In this circuit, there is no definitive list of factors to be used in evaluating the fairness of an attorneys' fees settlement. Nonetheless, this court has considered the following non-exclusive list of factors in evaluating the reasonableness of such a settlement: (i) the quality of counsel; (ii) the complexity and duration of the litigation; (iii) the risk of non-recovery; (iv) the fee that likely would have been negotiated between private parties in similar cases; (v) whether any class member has objected to the settlement terms or fees requested by class counsel; (vi) the size of the award relative to the settlement amount; (vii) the extent the lawsuit serves the public interest. See Moore v. United States, 63 Fed. Cl. 781, 787 (2005) (analyzing attorneys' fees under the percentage-of-the-fund approach); Manual for Complex Litigation (Fourth) §§ 14.121, 21.7 (2004); see also Dauphin Island Prop. Owners Ass'n v. United States, 90 Fed. Cl. 95, 102-04 (2009). These factors "`need not be applied in a formulaic way' because each case is different, `and in certain cases, one factor may outweigh the rest.'" In re AT T Corp., 455 F.3d 160, 166 (3d Cir. 2006) (quoting In re Rite Aid Corp. Sec. Litig., 396 F.3d 294, 301 (3d Cir. 2005)).

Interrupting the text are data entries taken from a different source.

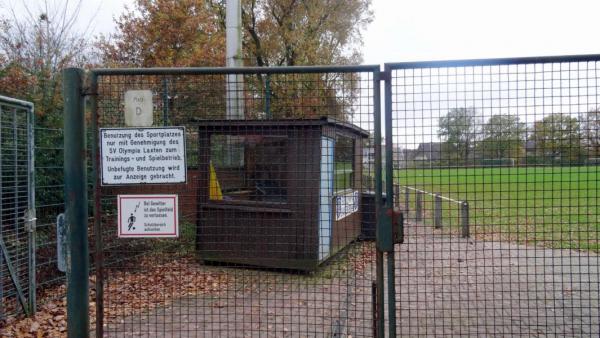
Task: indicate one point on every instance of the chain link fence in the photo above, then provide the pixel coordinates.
(516, 140)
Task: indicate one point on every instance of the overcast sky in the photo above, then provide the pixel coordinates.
(422, 30)
(442, 29)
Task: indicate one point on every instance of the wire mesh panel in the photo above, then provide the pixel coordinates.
(497, 163)
(17, 280)
(270, 215)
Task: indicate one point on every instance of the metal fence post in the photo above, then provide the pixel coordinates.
(76, 204)
(419, 207)
(406, 201)
(464, 215)
(437, 214)
(31, 215)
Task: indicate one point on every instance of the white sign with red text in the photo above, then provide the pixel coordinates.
(148, 216)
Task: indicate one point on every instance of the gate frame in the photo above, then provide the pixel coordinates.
(79, 87)
(29, 305)
(387, 218)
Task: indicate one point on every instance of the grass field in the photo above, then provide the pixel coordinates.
(554, 207)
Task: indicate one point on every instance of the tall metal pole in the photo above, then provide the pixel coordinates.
(76, 204)
(233, 54)
(389, 202)
(378, 205)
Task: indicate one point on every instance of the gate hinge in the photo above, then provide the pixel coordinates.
(390, 229)
(397, 220)
(385, 75)
(30, 220)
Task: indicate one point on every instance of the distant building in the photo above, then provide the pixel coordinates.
(428, 152)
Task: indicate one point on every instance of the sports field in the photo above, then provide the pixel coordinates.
(554, 207)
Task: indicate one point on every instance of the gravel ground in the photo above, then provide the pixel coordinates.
(446, 286)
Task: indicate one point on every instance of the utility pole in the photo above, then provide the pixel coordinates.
(233, 53)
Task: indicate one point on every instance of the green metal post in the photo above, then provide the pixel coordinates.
(165, 102)
(268, 97)
(76, 204)
(378, 205)
(31, 215)
(389, 184)
(97, 211)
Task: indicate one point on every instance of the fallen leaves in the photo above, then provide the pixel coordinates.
(151, 283)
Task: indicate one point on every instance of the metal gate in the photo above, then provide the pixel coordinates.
(489, 182)
(495, 165)
(17, 208)
(276, 201)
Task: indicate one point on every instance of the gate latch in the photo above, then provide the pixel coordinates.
(397, 218)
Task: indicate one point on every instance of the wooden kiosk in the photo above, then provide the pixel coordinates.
(278, 193)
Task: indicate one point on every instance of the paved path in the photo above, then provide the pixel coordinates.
(445, 285)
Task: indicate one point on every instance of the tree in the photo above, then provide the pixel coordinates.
(503, 137)
(557, 137)
(35, 47)
(302, 32)
(590, 132)
(459, 129)
(165, 33)
(276, 32)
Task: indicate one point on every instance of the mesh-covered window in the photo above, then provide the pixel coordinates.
(248, 168)
(344, 163)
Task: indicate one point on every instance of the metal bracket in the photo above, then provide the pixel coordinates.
(397, 225)
(385, 75)
(14, 277)
(391, 229)
(30, 220)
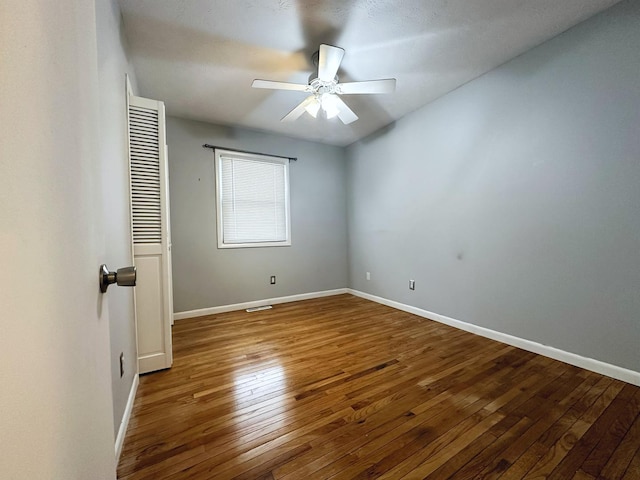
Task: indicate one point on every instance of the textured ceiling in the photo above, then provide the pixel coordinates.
(200, 56)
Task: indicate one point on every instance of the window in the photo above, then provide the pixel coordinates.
(252, 200)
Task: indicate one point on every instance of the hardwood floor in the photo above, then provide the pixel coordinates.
(341, 387)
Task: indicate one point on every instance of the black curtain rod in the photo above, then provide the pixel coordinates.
(213, 147)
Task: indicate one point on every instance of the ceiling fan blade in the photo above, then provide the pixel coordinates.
(299, 110)
(344, 112)
(280, 85)
(329, 60)
(388, 85)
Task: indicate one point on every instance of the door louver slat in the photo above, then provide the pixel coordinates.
(145, 175)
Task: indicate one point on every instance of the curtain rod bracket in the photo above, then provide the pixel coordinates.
(213, 147)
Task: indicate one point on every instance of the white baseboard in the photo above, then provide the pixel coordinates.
(122, 431)
(257, 303)
(597, 366)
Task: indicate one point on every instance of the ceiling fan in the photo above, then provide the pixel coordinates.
(325, 88)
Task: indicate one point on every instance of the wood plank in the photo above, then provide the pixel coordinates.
(341, 387)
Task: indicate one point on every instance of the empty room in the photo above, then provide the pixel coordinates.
(304, 239)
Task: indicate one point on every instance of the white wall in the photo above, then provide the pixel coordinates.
(113, 64)
(205, 276)
(514, 201)
(55, 406)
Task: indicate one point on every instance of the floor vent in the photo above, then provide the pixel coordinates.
(257, 309)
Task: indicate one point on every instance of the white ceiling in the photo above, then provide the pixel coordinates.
(200, 56)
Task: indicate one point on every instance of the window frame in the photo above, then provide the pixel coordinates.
(219, 154)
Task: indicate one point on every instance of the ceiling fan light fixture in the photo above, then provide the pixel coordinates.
(329, 105)
(325, 88)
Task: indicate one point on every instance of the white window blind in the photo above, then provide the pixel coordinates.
(253, 200)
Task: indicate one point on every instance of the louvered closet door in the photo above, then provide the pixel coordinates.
(151, 233)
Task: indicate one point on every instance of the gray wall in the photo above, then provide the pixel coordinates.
(113, 63)
(205, 276)
(55, 406)
(514, 201)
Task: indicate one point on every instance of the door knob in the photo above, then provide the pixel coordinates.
(125, 277)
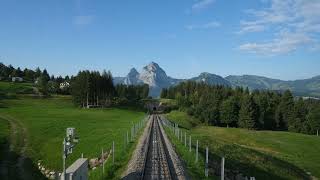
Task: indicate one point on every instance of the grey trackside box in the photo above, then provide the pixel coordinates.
(78, 170)
(71, 132)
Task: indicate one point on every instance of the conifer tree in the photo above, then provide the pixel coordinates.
(247, 113)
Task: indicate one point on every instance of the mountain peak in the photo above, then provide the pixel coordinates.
(133, 71)
(152, 67)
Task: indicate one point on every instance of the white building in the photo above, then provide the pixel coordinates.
(17, 79)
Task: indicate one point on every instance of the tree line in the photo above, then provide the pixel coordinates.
(238, 107)
(46, 84)
(90, 88)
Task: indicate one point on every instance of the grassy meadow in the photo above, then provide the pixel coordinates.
(262, 154)
(45, 121)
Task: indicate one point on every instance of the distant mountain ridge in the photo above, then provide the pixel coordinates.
(156, 78)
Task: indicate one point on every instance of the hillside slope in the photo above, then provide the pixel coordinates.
(263, 154)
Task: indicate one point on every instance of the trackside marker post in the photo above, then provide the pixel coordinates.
(197, 153)
(222, 168)
(206, 171)
(189, 143)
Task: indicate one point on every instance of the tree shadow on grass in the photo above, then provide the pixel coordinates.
(251, 163)
(9, 169)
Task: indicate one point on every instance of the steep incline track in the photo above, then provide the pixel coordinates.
(154, 157)
(157, 166)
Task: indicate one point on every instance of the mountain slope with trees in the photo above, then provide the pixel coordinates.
(238, 107)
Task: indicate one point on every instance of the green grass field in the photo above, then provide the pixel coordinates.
(15, 88)
(263, 154)
(45, 121)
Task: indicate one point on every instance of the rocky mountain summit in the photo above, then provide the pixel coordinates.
(153, 75)
(156, 78)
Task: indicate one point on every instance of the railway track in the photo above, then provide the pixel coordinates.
(154, 157)
(157, 165)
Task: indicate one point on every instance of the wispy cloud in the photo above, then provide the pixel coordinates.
(83, 20)
(209, 25)
(294, 22)
(202, 4)
(284, 43)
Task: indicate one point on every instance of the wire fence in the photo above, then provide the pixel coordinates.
(192, 146)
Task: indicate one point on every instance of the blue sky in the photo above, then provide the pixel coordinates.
(274, 38)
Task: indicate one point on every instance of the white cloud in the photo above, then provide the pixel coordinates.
(202, 4)
(299, 19)
(209, 25)
(83, 20)
(285, 42)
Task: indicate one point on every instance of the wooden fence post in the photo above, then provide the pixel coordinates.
(112, 152)
(185, 139)
(190, 143)
(222, 168)
(197, 148)
(207, 162)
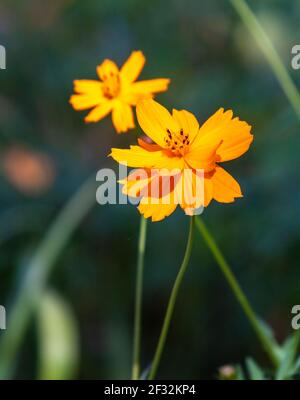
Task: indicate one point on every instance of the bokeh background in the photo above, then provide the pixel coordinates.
(47, 152)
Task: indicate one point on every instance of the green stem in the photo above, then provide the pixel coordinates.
(138, 300)
(38, 271)
(268, 49)
(172, 301)
(237, 291)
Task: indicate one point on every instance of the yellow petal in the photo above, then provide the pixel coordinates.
(146, 88)
(157, 212)
(137, 157)
(148, 146)
(85, 101)
(99, 112)
(202, 157)
(190, 190)
(122, 117)
(155, 119)
(132, 68)
(85, 86)
(234, 134)
(136, 183)
(225, 188)
(188, 122)
(208, 190)
(106, 69)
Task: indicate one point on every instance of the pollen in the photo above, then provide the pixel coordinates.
(177, 142)
(111, 85)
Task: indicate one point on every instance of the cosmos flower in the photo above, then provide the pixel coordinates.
(181, 145)
(116, 91)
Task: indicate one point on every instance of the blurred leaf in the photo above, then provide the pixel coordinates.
(289, 351)
(255, 372)
(269, 333)
(240, 376)
(58, 339)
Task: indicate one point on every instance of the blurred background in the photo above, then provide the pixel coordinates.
(82, 327)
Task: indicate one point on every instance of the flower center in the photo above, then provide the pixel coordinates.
(111, 85)
(176, 142)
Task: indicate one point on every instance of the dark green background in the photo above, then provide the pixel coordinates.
(212, 62)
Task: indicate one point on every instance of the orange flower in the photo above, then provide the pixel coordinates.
(182, 145)
(116, 92)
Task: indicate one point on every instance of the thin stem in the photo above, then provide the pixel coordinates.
(268, 49)
(138, 300)
(172, 301)
(237, 291)
(38, 271)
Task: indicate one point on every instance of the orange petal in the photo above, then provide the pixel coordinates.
(85, 86)
(107, 68)
(137, 157)
(122, 117)
(202, 157)
(190, 190)
(99, 112)
(157, 212)
(85, 101)
(225, 188)
(234, 134)
(208, 191)
(155, 119)
(132, 68)
(135, 184)
(148, 146)
(146, 88)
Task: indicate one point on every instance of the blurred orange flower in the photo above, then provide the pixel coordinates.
(182, 145)
(116, 91)
(29, 171)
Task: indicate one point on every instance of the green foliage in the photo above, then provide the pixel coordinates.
(58, 338)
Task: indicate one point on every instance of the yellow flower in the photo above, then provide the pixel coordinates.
(181, 145)
(116, 91)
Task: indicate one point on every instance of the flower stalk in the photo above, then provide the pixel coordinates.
(172, 301)
(138, 300)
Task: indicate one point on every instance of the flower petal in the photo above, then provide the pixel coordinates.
(202, 157)
(85, 101)
(137, 157)
(86, 86)
(155, 119)
(234, 134)
(148, 87)
(148, 146)
(188, 122)
(99, 112)
(122, 117)
(132, 68)
(157, 212)
(225, 188)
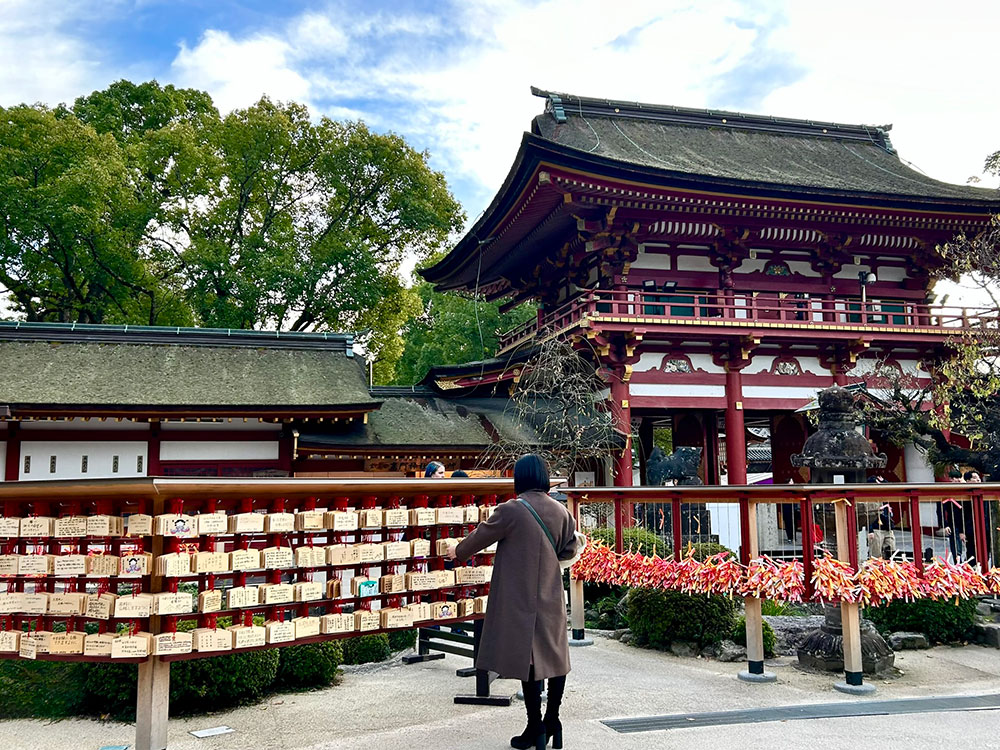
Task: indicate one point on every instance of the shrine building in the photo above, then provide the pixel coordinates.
(721, 267)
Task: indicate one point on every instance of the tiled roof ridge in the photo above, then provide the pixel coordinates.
(87, 333)
(560, 105)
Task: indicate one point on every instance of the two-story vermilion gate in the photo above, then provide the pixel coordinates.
(720, 266)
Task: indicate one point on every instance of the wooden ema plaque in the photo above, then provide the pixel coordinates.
(209, 562)
(248, 636)
(365, 620)
(172, 643)
(136, 646)
(370, 518)
(310, 557)
(279, 632)
(139, 524)
(104, 526)
(70, 565)
(305, 627)
(100, 607)
(336, 623)
(420, 581)
(307, 591)
(177, 525)
(391, 583)
(36, 527)
(276, 593)
(370, 552)
(136, 564)
(310, 520)
(67, 643)
(277, 558)
(9, 565)
(167, 603)
(98, 644)
(422, 517)
(396, 618)
(210, 600)
(451, 516)
(72, 604)
(246, 523)
(10, 641)
(104, 566)
(395, 518)
(213, 523)
(211, 639)
(35, 565)
(420, 548)
(396, 550)
(363, 586)
(134, 605)
(342, 554)
(70, 527)
(242, 596)
(244, 559)
(279, 523)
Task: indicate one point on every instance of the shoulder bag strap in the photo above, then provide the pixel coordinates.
(548, 534)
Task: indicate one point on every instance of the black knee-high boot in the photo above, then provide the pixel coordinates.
(533, 735)
(553, 727)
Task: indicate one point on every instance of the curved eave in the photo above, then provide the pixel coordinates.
(536, 152)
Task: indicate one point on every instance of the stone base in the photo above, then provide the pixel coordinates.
(748, 676)
(843, 687)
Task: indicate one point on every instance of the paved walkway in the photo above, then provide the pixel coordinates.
(397, 707)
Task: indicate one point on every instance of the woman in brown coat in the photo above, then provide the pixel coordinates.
(524, 634)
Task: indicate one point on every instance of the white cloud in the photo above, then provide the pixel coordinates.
(238, 73)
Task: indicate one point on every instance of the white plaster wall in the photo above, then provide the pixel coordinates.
(219, 450)
(695, 263)
(660, 261)
(803, 268)
(686, 391)
(69, 459)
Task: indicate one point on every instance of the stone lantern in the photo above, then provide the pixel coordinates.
(838, 454)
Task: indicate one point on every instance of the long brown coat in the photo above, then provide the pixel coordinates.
(526, 617)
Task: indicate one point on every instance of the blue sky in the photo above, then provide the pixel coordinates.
(453, 77)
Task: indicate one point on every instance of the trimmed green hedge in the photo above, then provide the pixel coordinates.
(657, 618)
(740, 635)
(941, 622)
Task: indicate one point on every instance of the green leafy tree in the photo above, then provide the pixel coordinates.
(453, 329)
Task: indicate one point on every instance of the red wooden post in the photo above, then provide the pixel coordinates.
(915, 531)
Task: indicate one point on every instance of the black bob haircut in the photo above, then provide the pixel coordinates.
(531, 473)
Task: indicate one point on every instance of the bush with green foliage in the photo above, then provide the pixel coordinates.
(941, 622)
(740, 635)
(400, 640)
(658, 617)
(309, 665)
(634, 538)
(365, 649)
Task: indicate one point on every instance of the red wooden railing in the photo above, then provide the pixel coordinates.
(742, 308)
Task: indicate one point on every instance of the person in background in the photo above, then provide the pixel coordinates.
(524, 635)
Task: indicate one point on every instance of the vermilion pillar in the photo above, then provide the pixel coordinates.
(736, 446)
(623, 421)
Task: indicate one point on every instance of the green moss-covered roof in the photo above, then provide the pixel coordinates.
(139, 374)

Based on the record, the court finds that the parties' attorneys' fees settlement is "fair, reasonable, and adequate." The attorneys' fees settlement stems from a year-long, extensive, arms-length negotiation between experienced counsel. The parties have confirmed that all negotiations regarding these fees occurred only after the merits settlement was approved so that there was no relationship between the amounts agreed upon in the former and the latter. Cf. In re Gen. Motors Corp. Pick-Up Truck Fuel Tank Prod. Liab. Litig., 55 F.3d 768, 802 (3d Cir. 1995). Furthermore, defendant will pay attorneys' fees from a separate fund and not from the settlement award. The record further reveals that in arriving at the specific settlement amount, the parties took into account the proposed loadstar figure — approximately $512,000 — and negotiated a significantly lower amount — $390,000. No class member has objected to the latter figure.
To be sure, the latter figure is greater than the amount recovered by plaintiffs under the merits settlement, $58,354.24. But, the court notes that this case has positive ramifications not only for the particular Navy personnel involved, but for all similarly-situated personnel, and for the public at large. See City of Riverside v. Rivera, 477 U.S. 561, 574 (1986). That is because the Navy, as a result of this lawsuit, has issued policy directives to ensure that steps are taken by all pay offices to avoid the issue presented in this case from reoccurring in the future.
Based on these findings, the court finds that the attorneys' fees settlement agreement satisfies the fairness requirements and approves that agreement. Accordingly, the court GRANTS the parties' joint motion for approval of the attorney's fees settlement.